Autobiography—perhaps better termed “self-narration” or “self-writing” to circumvent anachronistic genre conventions (Zak 2012)—lays a particular burden of engagement on the reader. The self within the text calls to the self, or selves, outside the text, expecting, commanding, pleading for a moment of encounter. Part of the point of constructing the text as a first-person narration is arguably to invite emotional identification of reader with writer (Cowley 2015). Commenting on the most famous of his own works of self-narration, Augustine of Hippo was quite explicit about his desire for affective impact:
The thirteen books of my confessions about both my failings and my virtues praise god, just and good, and rouse (excitant) human understanding and affection towards him. As far as I am concerned, they did this in me while they were being written, and they still do it when they are read. What other people feel about them, they should see for themselves… (retractationes2.6.1)
At least in the modern era (Augustine’s Confessionswere less popular in the middle ages), the project of “rous[ing] human understanding and affection” could hardly have been more successful—though the “him” that is the object of that affection is just as likely to be Augustine as his god (Conybeare 2016). Of all ancient works, at least in Latin, this may be the one with which readers identify most immediately and intensely (Vance 1973). The death of Augustine’s closest childhood friend (conf. 4.4.7-9.14), or the dismissal of his lover of many years (conf. 6.15.25), or the beatific moment that he achieves with his mother at Ostia (conf. 9.10.23-26): each of these episodes, and many more, are objects of passionate engagement.
I have spent much of my professional life working on, and often identifying with, Augustine. But the brief of this panel invites the question: what does it mean as a woman to identify with this man, however remarkable, however engaging? What strange occlusions and transpositions and re-identifications must take place in the reading process for that identification to be viable?
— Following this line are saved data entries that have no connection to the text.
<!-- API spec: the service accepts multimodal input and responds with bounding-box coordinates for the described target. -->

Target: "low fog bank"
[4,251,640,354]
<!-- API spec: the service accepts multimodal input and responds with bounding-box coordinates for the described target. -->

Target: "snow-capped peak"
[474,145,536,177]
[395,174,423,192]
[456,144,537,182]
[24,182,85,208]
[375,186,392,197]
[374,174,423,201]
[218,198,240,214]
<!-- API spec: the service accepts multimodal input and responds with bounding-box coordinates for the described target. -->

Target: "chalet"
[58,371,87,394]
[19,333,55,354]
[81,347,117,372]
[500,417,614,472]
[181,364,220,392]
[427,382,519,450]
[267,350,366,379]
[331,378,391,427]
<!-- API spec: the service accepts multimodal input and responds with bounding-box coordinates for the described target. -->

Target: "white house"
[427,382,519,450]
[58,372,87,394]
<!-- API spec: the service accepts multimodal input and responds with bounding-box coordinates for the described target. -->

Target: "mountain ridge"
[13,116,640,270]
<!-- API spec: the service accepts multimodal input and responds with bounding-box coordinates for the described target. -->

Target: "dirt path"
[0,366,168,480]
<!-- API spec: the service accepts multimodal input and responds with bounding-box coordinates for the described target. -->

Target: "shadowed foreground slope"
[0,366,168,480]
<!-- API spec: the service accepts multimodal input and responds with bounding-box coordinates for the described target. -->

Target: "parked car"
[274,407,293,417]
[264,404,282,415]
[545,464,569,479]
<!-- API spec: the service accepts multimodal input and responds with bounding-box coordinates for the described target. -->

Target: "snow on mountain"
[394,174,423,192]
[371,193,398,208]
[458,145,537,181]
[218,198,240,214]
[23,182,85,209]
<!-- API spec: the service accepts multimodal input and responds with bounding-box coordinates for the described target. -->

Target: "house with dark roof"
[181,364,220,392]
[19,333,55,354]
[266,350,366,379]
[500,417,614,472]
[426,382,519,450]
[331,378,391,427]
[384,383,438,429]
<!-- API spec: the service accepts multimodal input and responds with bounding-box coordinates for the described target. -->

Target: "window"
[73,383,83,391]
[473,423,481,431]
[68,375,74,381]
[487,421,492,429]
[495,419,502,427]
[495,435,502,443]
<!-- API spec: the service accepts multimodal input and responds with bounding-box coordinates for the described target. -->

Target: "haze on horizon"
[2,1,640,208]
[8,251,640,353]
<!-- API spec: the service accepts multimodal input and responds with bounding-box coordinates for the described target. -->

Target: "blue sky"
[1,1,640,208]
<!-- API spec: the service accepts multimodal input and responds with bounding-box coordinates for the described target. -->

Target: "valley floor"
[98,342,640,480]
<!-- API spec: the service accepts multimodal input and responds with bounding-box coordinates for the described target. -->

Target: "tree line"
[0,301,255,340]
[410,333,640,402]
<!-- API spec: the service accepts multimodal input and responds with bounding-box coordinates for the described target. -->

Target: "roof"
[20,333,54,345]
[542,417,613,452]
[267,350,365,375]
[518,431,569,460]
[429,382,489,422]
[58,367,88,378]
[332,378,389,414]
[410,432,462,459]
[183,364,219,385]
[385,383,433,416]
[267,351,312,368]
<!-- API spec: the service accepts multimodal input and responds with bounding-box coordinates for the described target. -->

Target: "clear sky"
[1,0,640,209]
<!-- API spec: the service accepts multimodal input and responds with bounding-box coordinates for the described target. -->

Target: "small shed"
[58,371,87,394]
To what degree must I indulge in the masculinization of the self that often seems to be the pre-condition for entry to a professional conversation? And what is lost in that process?
To begin to answer that question, in my contribution to this panel I would like to juxtapose Augustine’s Confessions with another, less well-known example of self-writing in Latin: the Liber Manualis of the Carolingian noblewoman Dhuoda (Jaffe 1997; Romig 2017). Composed between November 841 and February 843, the Liber Manualis was the result of a particular exigency: Dhuoda’s husband had sent her elder son, William, to serve in the household of a political rival, effectively as a hostage; he had then taken their baby (whose name she does not even know at the time of writing) and left her alone in Uzés. Dhuoda writes the Liber Manualis and dedicates it to William expressly as a stand-in for her own loving, guiding presence—“Norma ex me, Forma in te, Manualis tam ex me quam in te, ex me collectus, in te receptus.” She is defiantly, fiercely present in her own text. For all the divisions of place and time and social convention, the shock of unconditional recognition that I felt on reading this work—recognition of the anxious maternal desire to supply guidance and sustenance for her distant child, and above all, to remain present to him—made me realize how starved I was for Latin sources that spoke to my own maternal identity. In this paper, I shall reflect on that reading experience and the passionate engagement that it evoked, juxtaposing it with the very different—though still powerful—affective experience of reading the Confessions.